Sentenza Sentenza Cassazione Civile n. 8343 del 08/04/2010

Cassazione civile sez. lav., 08/04/2010, (ud. 18/02/2010, dep. 08/04/2010), n.8343

LA CORTE SUPREMA DI CASSAZIONE

SEZIONE LAVORO

Composta dagli Ill.mi Sigg.ri Magistrati:

Dott. SCIARELLI Guglielmo – Presidente –

Dott. CURCURUTO Filippo – Consigliere –

Dott. NOBILE Vittorio – Consigliere –

Dott. MAMMONE Giovanni – Consigliere –

Dott. CURZIO Pietro – rel. Consigliere –

ha pronunciato la seguente:

sentenza

sul ricorso 25360/2006 proposto da:

C.G., elettivamente domiciliato in ROMA, VIA DI S.

COSTANZA 46, presso lo studio dell’avvocato MANCINI Luigi, che lo

rappresenta e difende unitamente all’avvocato CALIPANO AGOSTINO,

giusta delega in calce al ricorso;

– ricorrente –

contro

I.N.P.S. – ISTITUTO NAZIONALE DELLA PREVIDENZA SOCIALE, in persona

del legale rappresentante pro tempore, elettivamente domiciliato in

ROMA, VIA DELLA FREZZA N. 17, presso l’Avvocatura Centrale

dell’Istituto, rappresentato e difeso dagli avvocati COSSU Benedetta,

CORRERA’ FABRIZIO, CORETTI ANTONIETTA, giusta mandato in calce al

controricorso;

– controricorrente –

avverso la sentenza n. 678/2005 della CORTE D’APPELLO di GENOVA,

depositata il 26/09/2005 R.G.N. 380/01;

udita la relazione della causa svolta nella Pubblica udienza del

18/02/2010 dal Consigliere Dott. VITTORIO NOBILE;

udito l’Avvocato MARIELLA GIORGIO per delega MANCINI LUIGI;

udito l’Avvocato CALIULO LUIGI per delega CORETTI ANTONIETTA;

udito il P.M., in persona del Sostituto Procuratore Generale Dott.

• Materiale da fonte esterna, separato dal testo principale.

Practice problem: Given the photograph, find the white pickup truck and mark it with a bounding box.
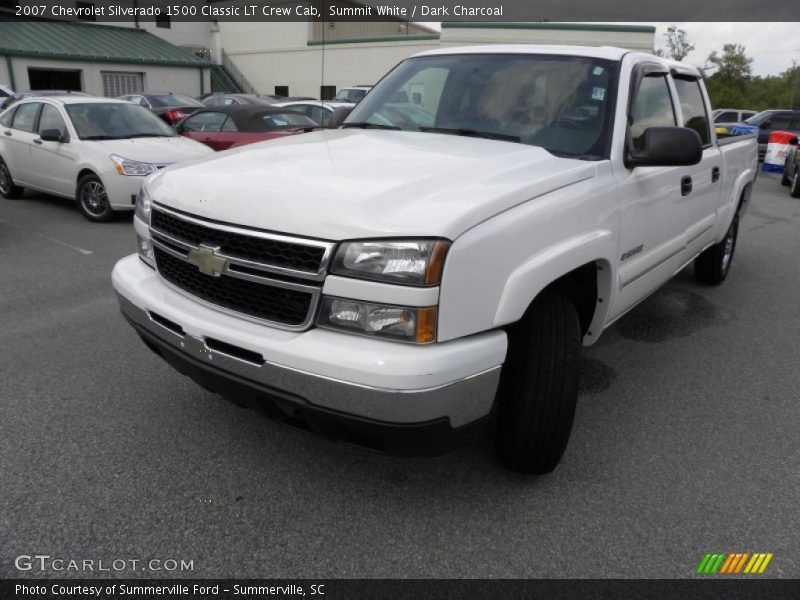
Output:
[113,45,757,473]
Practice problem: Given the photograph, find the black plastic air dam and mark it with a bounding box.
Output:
[123,312,493,456]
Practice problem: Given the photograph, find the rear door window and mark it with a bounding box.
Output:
[675,77,711,146]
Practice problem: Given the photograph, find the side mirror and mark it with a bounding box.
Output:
[328,106,353,129]
[625,127,703,169]
[39,129,69,144]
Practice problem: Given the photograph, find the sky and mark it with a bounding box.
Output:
[652,23,800,76]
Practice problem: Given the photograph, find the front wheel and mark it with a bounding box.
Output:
[0,158,24,200]
[497,292,581,474]
[76,175,114,222]
[694,212,739,285]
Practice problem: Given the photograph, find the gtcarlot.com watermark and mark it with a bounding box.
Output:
[14,554,194,573]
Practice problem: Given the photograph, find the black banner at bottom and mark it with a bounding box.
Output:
[0,578,800,600]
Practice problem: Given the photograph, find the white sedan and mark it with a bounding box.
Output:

PATRONE Ignazio, che ha concluso per l’accoglimento del ricorso.

 

Fatto

SVOLGIMENTO DEL PROCESSO

Con ricorso al Tribunale di Genova C.G. proponeva opposizione avverso l’ordinanza ingiunzione con la quale l’INPS gli aveva intimato il pagamento di L. 1.410.000 a titolo di sanzioni amministrative in relazione alle inadempienze contributive riguardanti il lavoratore T.G., come da verbale dell’Ispettorato del lavoro del (OMISSIS).

L’opponente deduceva che l’ordinanza ingiunzione opposta era stata emessa sulla erronea presunzione della simulazione del contratto di associazione in partecipazione intercorso con il T., il quale, peraltro, dopo aver intentato una causa di lavoro, l’aveva poi conciliata percependo la somma di L. 2 milioni “a titolo di integrazione utili maturati per effetto del pregresso rapporto di associazione in partecipazione, cessato dal (OMISSIS)”.

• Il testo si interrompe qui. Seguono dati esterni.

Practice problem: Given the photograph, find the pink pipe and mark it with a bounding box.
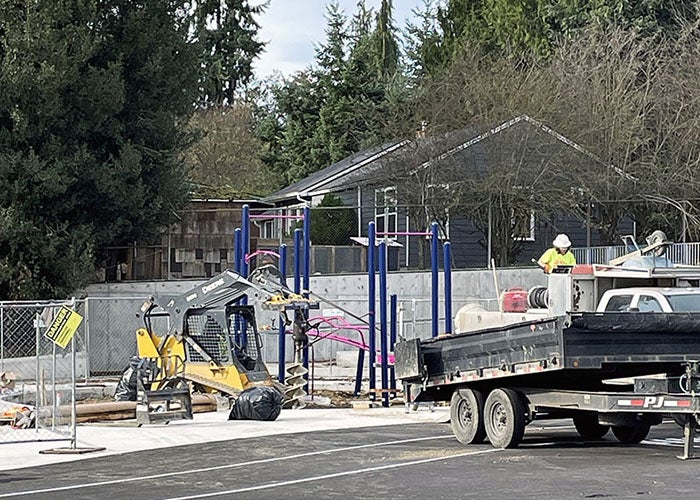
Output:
[250,215,304,220]
[377,231,433,236]
[245,250,280,263]
[287,316,394,364]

L’INPS si costituiva e chiedeva il rigetto della opposizione.

Il giudice adito con sentenza n. 2418 del 2000 rigettava il ricorso rilevando che dall’istruttoria era emerso che il rapporto intercorso tra il T. ed il C. era di natura subordinata.

Il C. proponeva appello avverso la detta sentenza, chiedendone la riforma, preliminarmente invocando la applicazione della disciplina di cui alla L. n. 388 del 2000, art. 116, comma 12, e, nel merito, deducendo che il primo giudice aveva ritenuto la subordinazione solo sulla base delle inattendibili dichiarazioni del T., ignorando il verbale di conciliazione concluso da quest’ultimo nonchè le prove assunte nella causa di opposizione al D.I. proposta dal C. nei confronti dell’INPS, come da verbali di causa che produceva.

L’INPS si costituiva eccependo la tardività delle istanze istruttorie e rilevando la irretroattività della L. n. 388 del 2000, art. 116, comma 12.

La Corte d’Appello di Genova, con sentenza depositata il 26-9-2005, respingeva l’appello e condannava l’appellante al pagamento delle spese.

In sintesi la Corte territoriale, riteneva la irretroattività della disciplina di cui all’art. 116 citato e, nel merito, confermava la decisione del primo giudice sul convincimento della simulazione del contratto di associazione in partecipazione, sussistendo nella fattispecie tutti gli indici del rapporto di lavoro subordinato.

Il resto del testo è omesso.